編集さんに電話で起こされないよう、連絡は何時以降にお願いしますとメールしてさっさと布団に入る。
それで砂嵐が落ちついてから原稿作業に入るのがだいたいいつもの流れ。なのだけど。

ときどき、砂嵐がいっこうにおさまらず、むしろ増幅して気持ちを荒らしまくることがある。
こうなるととても作画なんてできない。
寝ることも起きて活動することもできず、石のようにうずくまったまま、凶暴な気持ちをかかえて1日半とか2日とかをふいにしてしまう。

ところで猫という装置は、飼い主のたいていの苦痛をうやむやにする機能を標準搭載している。
しかし、猛烈な砂嵐におけるうやむや効果はとても短い。
背中を撫でた手を浮かせた瞬間に愛着がかき消される気がして、焦燥感から少し手荒にわしづかんでしまったりする。ごめん。
廃人の殺伐荒涼とした精神状態、猫にも伝わるものはあるのだろうか。
伝わっていないのか、伝わったうえでとくに態度を変えないことにしているのかわからないけれど、猫はいつもとかわらず、手を伸ばせば簡単に触れられる距離で目やにをぶらさげて眠っている。

どうしてうちの猫の情緒はこんなに安定しているんだろう。
いつもと変わらず、寝て起きてひっくりかえって腹を見せたまま顔を洗い餌を催促し出そうならトイレに寄り爪を研ぎあくびをしてまた定位置で眠る。

観察して学びを得られるような心の安寧を持った飼い主ではないのである。
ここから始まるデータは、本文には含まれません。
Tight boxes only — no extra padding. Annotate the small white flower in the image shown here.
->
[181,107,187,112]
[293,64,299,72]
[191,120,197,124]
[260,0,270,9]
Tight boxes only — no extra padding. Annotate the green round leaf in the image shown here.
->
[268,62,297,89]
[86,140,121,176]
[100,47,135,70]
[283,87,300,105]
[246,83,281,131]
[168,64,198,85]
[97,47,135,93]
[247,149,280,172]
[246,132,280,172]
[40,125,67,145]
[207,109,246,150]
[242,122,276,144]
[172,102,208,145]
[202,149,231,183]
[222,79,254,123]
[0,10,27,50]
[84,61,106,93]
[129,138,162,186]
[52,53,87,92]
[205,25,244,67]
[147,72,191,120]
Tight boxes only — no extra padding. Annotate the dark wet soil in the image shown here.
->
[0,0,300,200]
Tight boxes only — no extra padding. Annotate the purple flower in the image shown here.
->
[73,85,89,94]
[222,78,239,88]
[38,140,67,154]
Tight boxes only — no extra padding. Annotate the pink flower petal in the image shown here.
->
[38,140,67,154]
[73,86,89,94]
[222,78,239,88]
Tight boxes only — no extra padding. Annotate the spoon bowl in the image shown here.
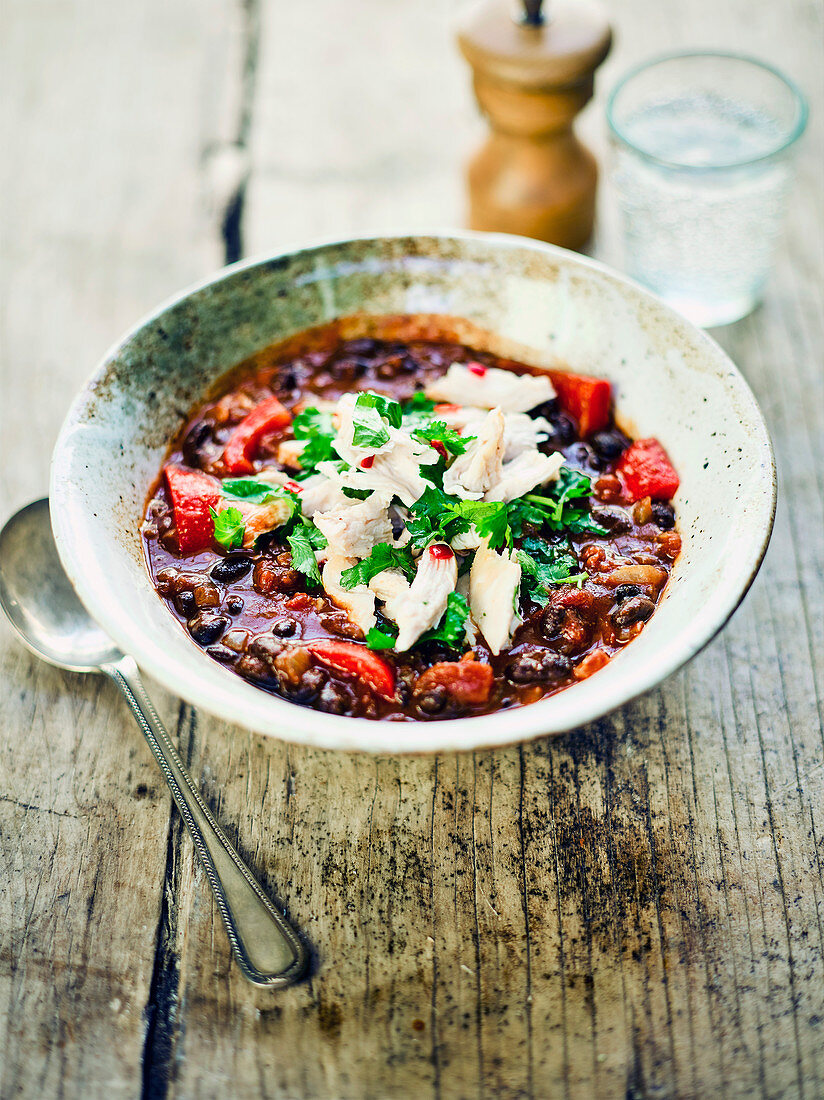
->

ムラっ気の強さは家庭内で飼い主が突出している。
きみたちをこんな気立てのよい子に育てた覚えはない。
もうすこしくらい悪い子だって寒空に放り出したりなんかしないのに。

うちの猫は性格がいい。
生後3ヶ月までに相当高度な教育を親猫から受けたのかもしれない。
私も受けたい。
そして朝起きて日を浴びて真面目に家事をこなし誠実丁寧に漫画を描き酒は適量を超えることなく毎晩お風呂に入って髪を乾かしてから日付が変わるまえに床につく、そういうひとにわたしはなりたい。
希望はかなわないことはわかっている。
たぶんひとつもかなわない。
希望を持てるようになりさえすればまあよいのである。
ベーコンとたまごとチーズをパンにはさんで、作画の遅れを取り戻しにかかる。